Now the degrees. This confirms what I said earlier- the arc traversed in summer is much bigger- 297-63=234 degrees than in winter- 244-116= 128 degrees. The sun sits lower, i.e. more to the South in the Northern hemisphere, hence the arc is flatter and lower.

While this explains why the sun should hang around for longer in summer evenings, it certainly doesn't explain why you enjoy sunnier mornings in winter. I looked into this as well. The workings are fascinating and made lovely reading. I would be happy to share if there is any interest at all.

It is commonly believed that the winter solstice in the Northern hemisphere is the day with the most delayed sunrise and the earliest sunset. Indeed, the play of seasons and longer-shorter day length in summer-winter is a function of the earth's inclination relative to it's geometric axis. This angle of inclination ( or "declination" as it's called) is about 23.4 degrees, so that the North pole always faces the sun in summer, while the South pole faces the sun in winter. The inclined axis doesn't change direction. It always faces the Polaris, which is why it's as "Constant as the Northern Star".
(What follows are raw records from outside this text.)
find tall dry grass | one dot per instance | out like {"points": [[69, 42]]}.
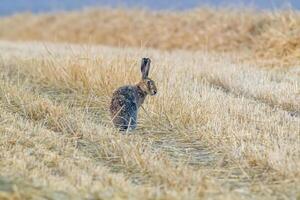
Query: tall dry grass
{"points": [[217, 129], [269, 35]]}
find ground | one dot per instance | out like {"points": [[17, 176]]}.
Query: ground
{"points": [[219, 128]]}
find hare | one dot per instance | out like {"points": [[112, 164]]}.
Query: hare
{"points": [[126, 100]]}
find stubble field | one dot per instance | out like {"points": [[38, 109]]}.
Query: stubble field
{"points": [[224, 125]]}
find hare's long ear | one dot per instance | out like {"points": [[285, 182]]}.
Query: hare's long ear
{"points": [[145, 67]]}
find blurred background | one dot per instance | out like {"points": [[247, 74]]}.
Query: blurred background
{"points": [[8, 7]]}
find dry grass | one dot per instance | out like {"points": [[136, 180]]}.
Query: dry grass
{"points": [[265, 36], [217, 129]]}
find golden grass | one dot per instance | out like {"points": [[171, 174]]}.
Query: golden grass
{"points": [[217, 129], [269, 37]]}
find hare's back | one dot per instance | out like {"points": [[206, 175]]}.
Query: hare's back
{"points": [[124, 98]]}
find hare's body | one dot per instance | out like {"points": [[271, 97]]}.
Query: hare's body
{"points": [[124, 106], [127, 99]]}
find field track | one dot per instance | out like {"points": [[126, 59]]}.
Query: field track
{"points": [[218, 129]]}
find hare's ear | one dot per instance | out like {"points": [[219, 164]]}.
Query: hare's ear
{"points": [[145, 67]]}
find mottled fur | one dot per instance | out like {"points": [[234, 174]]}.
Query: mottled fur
{"points": [[127, 99]]}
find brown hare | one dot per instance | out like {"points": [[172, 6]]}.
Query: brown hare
{"points": [[126, 100]]}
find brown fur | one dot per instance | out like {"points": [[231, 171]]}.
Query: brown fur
{"points": [[127, 99]]}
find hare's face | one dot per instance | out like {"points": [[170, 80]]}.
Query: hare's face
{"points": [[149, 86]]}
However, the earth also revolves around the sun. This orbit is slightly elliptical, so that in December, the earth is closest to the Sun, called Perihelion, while in June, it is at it's furthest, called aphelion. Due to a law of planetary motion, called Kepler's second law, the earth moves faster in its orbit at perihelion, i.e. in December, than at aphelion, i.e. in June. From the vantage point of somebody sitting in the Sun, the earth will appear to be moving almost 7% faster in December therefore*. From the earth however, the Sun's movement through the sky will appear delayed. Thus, towards the end of the year, the Sun is "late". Both sunrise and sunset are later than would be predicted by the earth's declination alone. The reverse occurs in June, albeit less accentuated. That is to say, the sun is "early". Both sunrise and sunset occur earlier than would be expected from the earth's declination alone.

Thus, there are two solar phenomena determining the sunrise-sunset cycle. The first is due to the earth's declination, and can be called the "geometric effect". The second is due to the effect of the elliptical axis, and is called the "clock effect".

In practical terms, what this means is that in December, the delayed sunrise from the geometric effect is augmented by the clock effect, while the earlier sunset from the geometric effect is countered by the clock effect. Thus, say at 40 degrees North, sunset starts to occur later in the day as early as Dec 8, rather than Dec 21, while sunrise starts to occur earlier much later- around Jan 6. The effect is around 16 minutes each way.

The reverse occurs in June. As the sun is "early", sunrise occurs earlier than expected even before June 21, while the peak in late sunset is delayed until July.

It's worth saying here that the Clock effect is invariant, regardless of latitude, while the Geometric effect is more pronounced the further away from the equator you go. At the equator, because the Clock effect predominates, sunset starts occurring later and later as early as November, while it's February before sunrise starts occurring earlier. Timewise, the Clock effect is least pronounced around the equinoxes, and most pronounced around the solstices.

Practically, this means that closer to the equator (Gurgaon 28 degrees North), the Geometric effect is minimal, and the Clock effect occurs for most of the variation in sunrise and sunset. At the equator, this amounts to only around 30 minutes between summer and winter.

In more northerly latitudes ( say Nottingham 53 degrees North), the Geometric effect becomes more pronounced, accounting for the very short days in winter.

Now back to my friend's query. Why are the mornings sunnier in winter? The clock effect should not contribute more than 16 minutes to a change in the time of sunrise, but the problem with invoking it is that sunrise occurs later due to Clock effect in winter, chiming in with the Geometric effect. Hence that doesn't explain the winter morning Sun. The most likely explanation is therefore either less cloud cover in Winter or more likely a South East facing window, which captures most of the sunshine that's available. This latter explains why South facing gardens are prized in more northerly countries such as the UK.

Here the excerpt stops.